Una tarde como muchas otras, corría el aire tranquilamente mientras el sol se empezaba a ocultar, los pájaros volaban hacia sus nidos, —el atardecer estaba cerca—; era una tarde de esas “aburridas”, como tantas otras; de pronto, notó que las parvadas se movían con nerviosismo, sus aleteos eran rápidos e intermitentes, estaban alertando a quien quisiera verlas u oírlas; iban de un lado a otro sin rumbo fijo. Puso mucha atención, porque las aves nunca se equivocan, ella podía ver desde arriba mucho más que cualquier árbol, pero no notaba nada raro; de pronto la vio; el mar se movía diferente, hacía un ruido que no era ruido, pero le dejó saber que se estaba preparando. Una gran ola se empezó a formar y sin mayor aviso, La Palmera sintió un terrible escalofrío; en lo más profundo de su ser sabía que esa ola lo cambiaría todo, sabía también que quizá ella era la única que podía verla, y con pesar aceptó que no podría hacer nada para detenerla. En fracciones de segundo, le quedó claro todo: los más pequeños no sobrevivirían, aquellos que no tenían raíces tan profundas sucumbirían, ese paraíso estaba por recibir un tsunami que lo cambiaría todo para siempre. Se dio cuenta de que con el tiempo, el lugar se recuperaría, pero la ola dejaría cicatrices, las reparaciones llevarían su tiempo y nadie en muchos años podría olvidar lo sucedido.

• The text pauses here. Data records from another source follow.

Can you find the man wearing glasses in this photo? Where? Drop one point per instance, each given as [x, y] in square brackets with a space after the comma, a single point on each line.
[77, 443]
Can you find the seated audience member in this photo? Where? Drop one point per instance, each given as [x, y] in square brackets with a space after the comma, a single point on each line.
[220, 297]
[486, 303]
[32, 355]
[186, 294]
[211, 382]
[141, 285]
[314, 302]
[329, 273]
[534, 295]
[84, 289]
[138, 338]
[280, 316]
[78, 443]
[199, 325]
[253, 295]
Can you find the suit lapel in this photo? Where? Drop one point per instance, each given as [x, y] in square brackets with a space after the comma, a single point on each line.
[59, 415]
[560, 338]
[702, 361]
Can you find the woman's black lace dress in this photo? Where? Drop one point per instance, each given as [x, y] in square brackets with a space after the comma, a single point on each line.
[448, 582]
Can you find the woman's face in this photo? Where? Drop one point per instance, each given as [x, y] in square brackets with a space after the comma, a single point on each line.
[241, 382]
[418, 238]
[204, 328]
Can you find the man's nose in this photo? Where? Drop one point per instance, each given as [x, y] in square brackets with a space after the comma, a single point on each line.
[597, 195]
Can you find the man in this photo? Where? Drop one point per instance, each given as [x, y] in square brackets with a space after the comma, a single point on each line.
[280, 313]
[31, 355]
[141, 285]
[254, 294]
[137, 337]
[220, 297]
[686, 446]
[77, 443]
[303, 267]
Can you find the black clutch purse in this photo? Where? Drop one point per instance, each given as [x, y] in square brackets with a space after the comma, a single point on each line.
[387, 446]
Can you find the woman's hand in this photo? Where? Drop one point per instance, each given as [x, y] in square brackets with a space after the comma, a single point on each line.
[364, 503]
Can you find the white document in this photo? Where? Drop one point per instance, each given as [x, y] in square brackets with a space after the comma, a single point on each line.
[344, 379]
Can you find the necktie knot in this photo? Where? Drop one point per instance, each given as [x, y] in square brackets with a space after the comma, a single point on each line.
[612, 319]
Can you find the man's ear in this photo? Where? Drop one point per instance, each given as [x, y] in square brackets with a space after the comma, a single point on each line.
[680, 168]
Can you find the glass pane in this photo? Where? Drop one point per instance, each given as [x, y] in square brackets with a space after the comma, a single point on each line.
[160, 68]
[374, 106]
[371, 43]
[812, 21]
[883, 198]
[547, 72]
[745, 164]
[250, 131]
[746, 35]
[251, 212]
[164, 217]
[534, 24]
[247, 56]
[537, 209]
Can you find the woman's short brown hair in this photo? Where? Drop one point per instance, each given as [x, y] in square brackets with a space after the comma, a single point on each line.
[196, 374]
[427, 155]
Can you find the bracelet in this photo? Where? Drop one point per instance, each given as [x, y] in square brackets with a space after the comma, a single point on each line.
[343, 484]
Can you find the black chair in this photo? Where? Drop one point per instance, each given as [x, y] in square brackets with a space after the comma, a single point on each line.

Mientras impotente aceptó su destino, sintió pena y arrepentimiento por haberse tardado tanto en aceptarse, por no haber disfrutado lo suficiente, por estar siempre inconforme. Deseo haberle puesto más atención a las estrellas en la noche, al sonido de las olas del mar, rompiendo en la arena y en los colores del ocaso. Comprendió que a pesar de su conciencia actual, el entorno cambiaría, y que quizá, ni siquiera ella permanecería arraigada a ese lugar, ¿y si la ola la desprendiera de allí?, ¿y ese era su último pensamiento en ese lugar? Esa pregunta le llegó a lo más profundo de su ser y se dio permiso de regalarse lo único que estaba en sus manos controlar; decidió que si ése era su último pensamiento situado allí, lo iba a aprovechar: Agradeció haber nacido palmera, dio gracias por haber vivido justo ahí, en ese preciso espacio, en ese preciso momento, cuando la ciudad se empezaba a formar; no recordaba su edad, pero fue testigo de los cambios a su alrededor y los de ella misma, esos que van despacito, sin prisa, y también los que suceden de pronto; dio las gracias por sus largas raíces hacia lo más profundo de la tierra, por su cuerpo largo, pero flexible que tantos vientos había soportado; por sus alocadas ramas y por los niños que ya secas se columpiaban en ellas; agradeció por los dátiles de cada temporada y por los muchos intentos de las personas por alcanzarlos.
En eso estaba, cuando sintió la brisa de la ola muy, muy de cerca… pero esta vez, ¡no tuvo miedo!.